What triggered your interest in aviation?
Growing up in the 1980s, every little boy wanted to be a fighter pilot. I remember being amazed by the fast jets flying out of Bahrain during the first Gulf War. It was only when I was in my late teens and met an RAF recruiter that I realised it really was an option; someone has to fly those jets. I was sponsored by the RAF through university and completed elementary flying training alongside my studies. Years later, I actually flew one of the exact Tornados I saw in the Gulf War footage when I was 11.
What roles have you enjoyed the most and why?
I was "creamed off" to the Central Flying School for a tour as an instructor during training. I spent nearly three years teaching junior fast jet pilots on the Shorts Tucano T1 at RAF Linton. Despite everything I subsequently flew, the challenge and satisfaction of guiding a student through a long training course and seeing them receive their wings at the end was never equalled. It started a love for and dedication towards aviation training that has stuck with me.
What attracted you to working for Strat Aero?
SA approaches the gaps in unmanned air systems (UAS) flying and training from a sensible angle. I could see that some civil aviation authority, national qualified entities (NQEs) providing small UAS flying training were engaged in a race to the bottom – seeing how much they could trim out, and how low they could push their prices to attract as many students as possible. In building the AUTQ course, SA wanted to produce someone who could work at Geocurve, SA's wholly-owned specialist survey company. Basic courses simply didn't provide enough to start someone on their commercial journey. I clicked rapidly with the other senior staff and the board, and I knew we had very similar attitudes towards training and the expansion of the UAS world.
What does your job entail?
I run everything connected with training at SA. I administer the team who control the day-to-day running of our learning management, operational management and logbook systems, and act as nominal chief instructor for our franchisees across the world. For larger UAS projects, I’m the lead for operational, training, standardisation and examining issues.
What challenges do you face?
With activities running between the west of the USA and Taiwan on the other side of the world, sometimes I have to keep very unusual hours! As the UAS world expands, I’ve also found that explaining the capability and structure of some of the systems can prove difficult. Trying to educate people in the opportunities offered by these systems beyond simple photography is often tricky.
What do you enjoy most about your job?
I love being an advocate for UAS – from the smallest micro-drones, through to hobbyist and “prosumer” aircraft, right up to our higher-end work for MALE RPAS. I sit on working groups that develop formal standards for UAS training, and I passionately believe that we as an industry can develop a suitable set of regulations and standards that will make it easier for us all to share the skies, for fun or for profit, in the future.
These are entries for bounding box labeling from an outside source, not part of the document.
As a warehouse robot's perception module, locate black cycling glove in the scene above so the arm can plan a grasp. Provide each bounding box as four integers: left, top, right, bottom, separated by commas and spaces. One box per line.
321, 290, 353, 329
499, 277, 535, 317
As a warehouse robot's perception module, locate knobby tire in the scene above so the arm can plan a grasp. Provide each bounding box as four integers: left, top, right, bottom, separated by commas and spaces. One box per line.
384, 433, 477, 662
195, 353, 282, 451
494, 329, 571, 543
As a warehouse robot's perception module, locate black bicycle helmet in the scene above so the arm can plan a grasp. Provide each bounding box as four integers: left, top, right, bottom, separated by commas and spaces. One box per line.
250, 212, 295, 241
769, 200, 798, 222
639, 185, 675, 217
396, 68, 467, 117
How is the UAS sector evolving?
The level of automation and simplicity built into a modern SUAS will help increase adoption rates. The technology that drives decision-making and error correction in self-driving cars has a lot in common with UAS flight control, and I see a lot of crossovers coming. Looking to the future of extended and beyond visual line of sight flying, businesses that use UAS increasingly need to treat their pilots like real aviators. Already, being a UAS pilot is a professional job, not a secondary role, and I see that expanding more. Everyone will continue to need higher levels of training, understanding and standardisation to ensure the UK’s airspace can safely absorb the expanding numbers of UAS. Those of us working in the industry are lucky to have the opportunity to shape it as it develops.